出発-1
緑広がる丘に1人残されたオルブライトは、芝生に座り大きなため息を吐いた。
「•••何だったんだ、今のは。」
変なヤツに絡まらた。
それがオルブライトの率直な感想だった。彼女とは面識があるわけでもないのに、いきなり現れては自分を連れて行けと頼み込んできた。正気の沙汰ではない。
実は知らないうちに彼女の怒りを買ってしまっていて、その復讐のために自分に詰め寄ってきたのではないだろうか。そんな考えがポツリと浮かぶ。
案外あり得るかもしれない。
オルブライトは様々な場所を旅している。その間、いろいろな事件もあった。それに彼女が関わっていたという可能性もなくはないだろう。
とりあえず、警戒しておくに越したことはない。
「じゃあなんで連れていくことにしたの?」
突然、オルブライトの目の前に猫耳の少女が現れた。オルブライトの使い魔だ。使い魔と言ってもその性質は精霊に近い。簡単に消えるし、簡単に現れる。
そしてオルブライトの血を使って霊界からこの世界に受肉させているので、オルブライト自身との繋がりが深い。だから互いにある程度の思考を読み取ることができる。
「なぜって、俺らは料理が出来ないだろ?」
「あー。そーゆーことかー。」
少女は大の字に寝転がって、気持ちよさそうに日向ぼっこを始めた。オルブライトはその頭を撫でながら思い耽る。

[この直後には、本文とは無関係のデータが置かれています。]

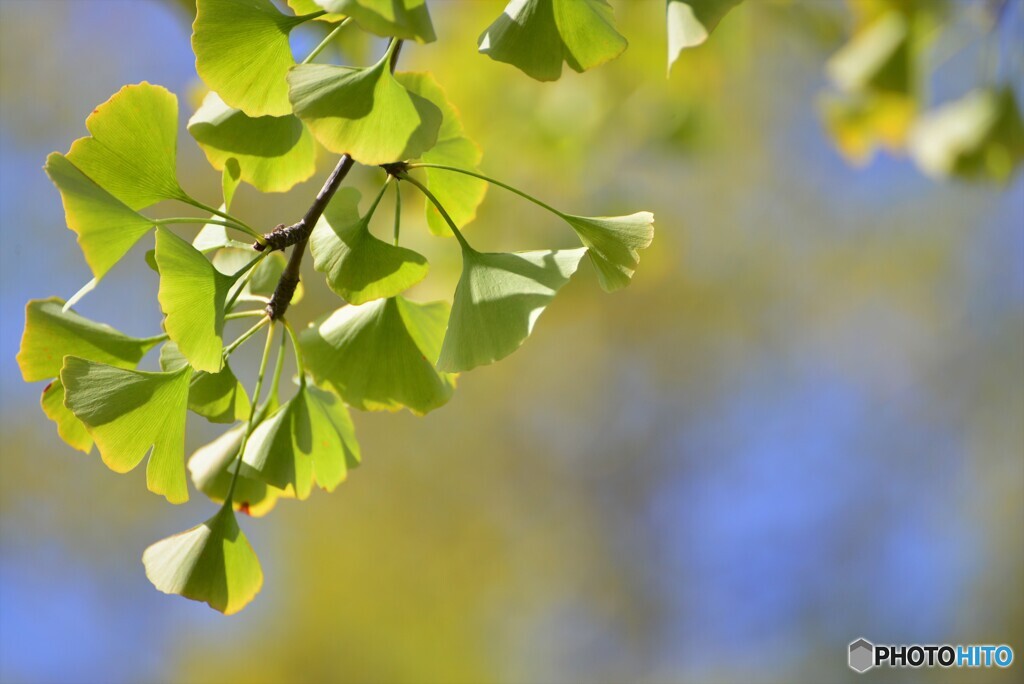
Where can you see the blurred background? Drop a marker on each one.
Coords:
(802, 424)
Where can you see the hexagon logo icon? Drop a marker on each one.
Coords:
(861, 655)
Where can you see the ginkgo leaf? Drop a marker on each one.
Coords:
(878, 58)
(212, 468)
(107, 227)
(980, 135)
(192, 295)
(242, 53)
(212, 562)
(301, 7)
(272, 153)
(310, 438)
(72, 430)
(129, 413)
(498, 300)
(217, 396)
(400, 18)
(50, 334)
(538, 35)
(459, 194)
(380, 355)
(690, 22)
(132, 153)
(358, 266)
(364, 112)
(612, 243)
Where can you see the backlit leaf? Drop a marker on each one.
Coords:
(212, 467)
(107, 227)
(272, 153)
(50, 334)
(242, 53)
(690, 22)
(380, 355)
(132, 151)
(217, 396)
(612, 243)
(538, 35)
(72, 430)
(310, 438)
(212, 562)
(499, 300)
(459, 194)
(400, 18)
(979, 136)
(192, 295)
(364, 112)
(129, 413)
(358, 266)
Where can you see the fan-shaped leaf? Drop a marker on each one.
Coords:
(401, 18)
(499, 300)
(310, 438)
(107, 227)
(459, 194)
(538, 35)
(358, 266)
(192, 295)
(364, 112)
(132, 153)
(380, 355)
(612, 243)
(272, 153)
(129, 413)
(212, 562)
(690, 22)
(242, 53)
(212, 467)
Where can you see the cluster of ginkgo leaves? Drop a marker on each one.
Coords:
(261, 123)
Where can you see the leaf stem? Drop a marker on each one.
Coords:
(444, 214)
(493, 181)
(228, 500)
(327, 41)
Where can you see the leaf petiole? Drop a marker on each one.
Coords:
(324, 43)
(493, 181)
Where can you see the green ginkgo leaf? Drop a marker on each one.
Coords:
(459, 194)
(877, 59)
(400, 18)
(498, 300)
(612, 243)
(242, 53)
(690, 22)
(979, 136)
(212, 562)
(212, 468)
(131, 413)
(309, 439)
(364, 112)
(217, 396)
(132, 153)
(50, 334)
(380, 355)
(107, 227)
(72, 430)
(358, 266)
(538, 35)
(192, 295)
(272, 153)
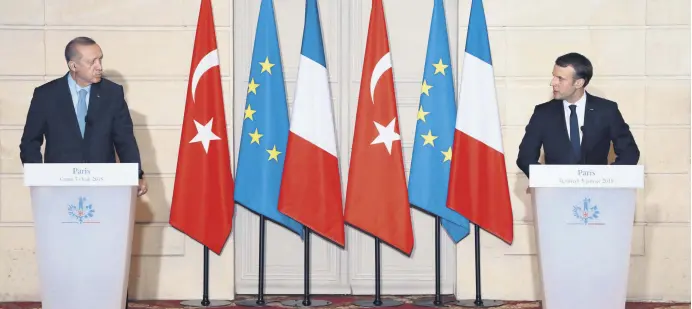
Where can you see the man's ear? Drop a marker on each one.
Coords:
(579, 83)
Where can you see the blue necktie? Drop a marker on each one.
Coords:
(574, 131)
(81, 110)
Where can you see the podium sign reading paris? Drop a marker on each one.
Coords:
(83, 220)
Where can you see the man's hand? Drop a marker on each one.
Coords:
(142, 187)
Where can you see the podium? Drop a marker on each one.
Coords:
(584, 215)
(83, 220)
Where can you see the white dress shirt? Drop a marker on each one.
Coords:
(581, 106)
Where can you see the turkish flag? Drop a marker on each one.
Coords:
(203, 201)
(376, 197)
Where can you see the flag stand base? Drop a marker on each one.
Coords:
(259, 302)
(199, 303)
(306, 302)
(437, 299)
(205, 301)
(251, 303)
(479, 302)
(484, 303)
(310, 303)
(433, 303)
(378, 301)
(374, 304)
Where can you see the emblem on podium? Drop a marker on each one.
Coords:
(82, 212)
(586, 213)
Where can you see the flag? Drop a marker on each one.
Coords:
(265, 127)
(202, 205)
(478, 187)
(432, 147)
(376, 197)
(311, 185)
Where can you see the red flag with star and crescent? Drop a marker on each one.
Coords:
(203, 205)
(376, 197)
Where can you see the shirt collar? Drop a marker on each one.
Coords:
(580, 103)
(76, 87)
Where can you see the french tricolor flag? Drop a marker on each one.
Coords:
(311, 185)
(478, 187)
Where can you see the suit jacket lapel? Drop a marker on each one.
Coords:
(589, 124)
(94, 106)
(562, 127)
(66, 106)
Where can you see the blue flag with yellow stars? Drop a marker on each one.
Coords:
(432, 148)
(265, 127)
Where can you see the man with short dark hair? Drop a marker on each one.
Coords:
(576, 127)
(83, 117)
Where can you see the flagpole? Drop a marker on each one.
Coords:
(205, 302)
(478, 302)
(306, 302)
(259, 302)
(437, 301)
(378, 301)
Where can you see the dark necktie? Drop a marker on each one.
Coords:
(574, 130)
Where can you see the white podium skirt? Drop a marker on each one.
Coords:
(84, 242)
(584, 242)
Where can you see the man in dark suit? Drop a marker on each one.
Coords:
(83, 117)
(576, 127)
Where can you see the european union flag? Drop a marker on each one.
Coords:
(432, 148)
(265, 127)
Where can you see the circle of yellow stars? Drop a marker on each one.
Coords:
(250, 113)
(429, 138)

確かに彼女を連れていくことにした1番の理由は、料理が出来るという点を考慮してだ。
他にもいろいろあるが、やはりこれが1番大きい。
オルブライトはいつも街で買った物か、森で拾った物を食べていた。単純に、料理が出来ないからだ。
しかし、そこに彼女の力が加わればその生活ともおさらば出来る。金を使う必要も、不味い木の実を食べる必要もなくなるのだ。
懸念があるとすれば、やはり彼女の素性が知れない点だ。
まあ、その点に関しては今のところ明確な悪意を持って接されているわけでもないので、今後時間をかけて探ることにした。
「•••しばらくは一緒に旅をしてみるか。」
オルブライトも大の字に寝転がった。